Later, FitzSimons – who described himself as ‘about as white as they come’ – asked Price if she was ‘misusing the platform you have and are actually hurting Indigenous causes’.
Price subsequently alleged in a Facebook post FitzSimons was ‘aggressive… condescending and rude’ and that he shouted at her during their conversation.
She also claimed FitzSimons accused her of ‘giving racists a voice’ in the interview but that was not printed in the Sun-Herald piece.
FitzSimons strenuously denied all Price’s claims, saying they had a ‘friendly’ conversation and insisting he did not raise his voice at any point.
Price later revealed FitzSimons sent her a series of late night texts demanding she withdraw ‘nonsense’ claims he was ‘aggressive’ to her when they spoke.
In the texts FitzSimons reminded Price he had recorded their conversation and Price urged him to publicly release the tape which he did not do.
During the pair’s spat, One Nation leader Pauline Hanson defended Price and described FitzSimons as like other ‘white, privileged males’.
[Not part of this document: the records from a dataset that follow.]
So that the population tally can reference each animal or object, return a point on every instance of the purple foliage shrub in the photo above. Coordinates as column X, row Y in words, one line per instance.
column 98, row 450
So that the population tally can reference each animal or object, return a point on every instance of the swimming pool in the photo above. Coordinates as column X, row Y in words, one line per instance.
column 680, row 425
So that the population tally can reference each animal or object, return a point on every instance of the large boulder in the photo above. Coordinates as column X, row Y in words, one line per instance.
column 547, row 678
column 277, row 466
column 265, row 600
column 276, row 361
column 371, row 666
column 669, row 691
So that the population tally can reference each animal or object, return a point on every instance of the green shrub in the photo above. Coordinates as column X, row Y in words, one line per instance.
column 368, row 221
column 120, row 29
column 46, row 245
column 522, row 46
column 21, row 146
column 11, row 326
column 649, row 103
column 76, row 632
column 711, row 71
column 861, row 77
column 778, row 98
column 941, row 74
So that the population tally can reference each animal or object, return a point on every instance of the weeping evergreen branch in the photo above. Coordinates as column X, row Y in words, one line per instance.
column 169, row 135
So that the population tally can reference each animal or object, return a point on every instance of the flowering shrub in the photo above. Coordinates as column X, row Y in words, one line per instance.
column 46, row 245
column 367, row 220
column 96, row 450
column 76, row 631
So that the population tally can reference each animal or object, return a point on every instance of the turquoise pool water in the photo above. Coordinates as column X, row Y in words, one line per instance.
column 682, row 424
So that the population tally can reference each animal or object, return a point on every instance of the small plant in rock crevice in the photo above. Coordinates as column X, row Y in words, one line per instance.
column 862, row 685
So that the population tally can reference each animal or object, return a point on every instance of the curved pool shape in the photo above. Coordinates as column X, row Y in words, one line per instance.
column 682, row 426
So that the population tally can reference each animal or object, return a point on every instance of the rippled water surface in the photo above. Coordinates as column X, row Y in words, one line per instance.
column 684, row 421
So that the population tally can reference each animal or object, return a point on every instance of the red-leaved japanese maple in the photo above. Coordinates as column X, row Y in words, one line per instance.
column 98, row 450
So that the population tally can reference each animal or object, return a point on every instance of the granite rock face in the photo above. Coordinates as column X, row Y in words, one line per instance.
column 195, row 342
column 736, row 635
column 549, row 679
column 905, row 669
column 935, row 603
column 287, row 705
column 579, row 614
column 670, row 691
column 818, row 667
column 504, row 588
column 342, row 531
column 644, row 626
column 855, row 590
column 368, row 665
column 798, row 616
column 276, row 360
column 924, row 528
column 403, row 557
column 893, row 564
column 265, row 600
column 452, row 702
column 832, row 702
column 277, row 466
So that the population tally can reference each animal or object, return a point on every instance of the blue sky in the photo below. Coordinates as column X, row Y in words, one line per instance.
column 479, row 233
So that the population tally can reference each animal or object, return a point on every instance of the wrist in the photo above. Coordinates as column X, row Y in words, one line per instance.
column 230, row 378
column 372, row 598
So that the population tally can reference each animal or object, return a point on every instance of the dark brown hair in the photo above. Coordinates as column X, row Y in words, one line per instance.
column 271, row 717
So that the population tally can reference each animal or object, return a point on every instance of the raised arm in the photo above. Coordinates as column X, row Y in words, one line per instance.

Price said at the time commentators should not assume all Aboriginal people think the same way, or be surprised that some did not support the Voice to Parliament.
‘Enshrining it in the constitution suggests that as a race we’re forever going to be in need of special measures and as a race what somehow defines us is being marginalised,’ she said.
‘The narrative that we are a country of oppressed people and oppressors – we’ve got to get away from that. It’s not helpful, it’s not constructive.’